Nisa ve Eymen'in samimi olduğunu fark ettim. Sanki daha önceden tanışıyormuş gibi.
Bu ihtimal mantıklı gelince yediğim kek boğazımda kaldı. Herkesin bakışları bana dönerken öksürmeye devam ediyordum. Nisa gelip sırtıma vurdu.
Öksürük krizim bitince boğazımı temizledim ve Nisa'ya bakarak, "Siz tanışıyor muydunuz önceden?" Diye sordum. Nisa başını salladı. "Evet." Bunu bana söylememişti. Kendi tercihi.
"Anladım." Kekten yine bir ısırık aldım.
Çağın, Nisa'ya döndü. "Nasıl oldu da Liya'yı hiç görmedim?" Diye sordu. Nisa, "Kendisi Eymen'le gezdiğim zamanlar sınıfta uyuyordu çünkü." Dedi sakince.

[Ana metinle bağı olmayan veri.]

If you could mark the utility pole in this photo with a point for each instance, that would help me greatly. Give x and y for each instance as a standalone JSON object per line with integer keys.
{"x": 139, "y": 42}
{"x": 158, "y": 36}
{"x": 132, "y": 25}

Çağım bana baktı. Göz göze geldiğimizde, "İsmini bir yerde duydum ama nerede duydum, hatırlamıyorum." Dedi. Gerçekten. Bana da onun ismi tanıdık geliyordu ancak hiç çıkaramıyordum. Belkide kafamda kuruyordum ancak onunla daha önceden tanışmışım gibi bir hissiyat vardı içimde.
Konuşarak -az da olsa bende katılmıştım- yemeklerimizi bitirdikten sonra ayrıldık. Nisa ile birlikte sınıfa çıktık.
"Uykum var." Dedim, ezberimdeymiş gibi. Nisa alışkın olduğu için, "İyi o zaman, ben Eymenlerin yanına gidiyorum." Dedi imalı imalı. Gözlerimi kısarak ona baktım. "İma işini sevmedim." Nisa omuz silkti. "Alış bundan sonra o zaman." Diyerek göz kırptı ve sınıftan çıktı.
Sırama oturdum. Kafamı sıraya gömdüm ve gözlerimi kapattım.
★
Zil çaldığında gözlerimi kırpıştırdım. Ne kadardır uyuyordum?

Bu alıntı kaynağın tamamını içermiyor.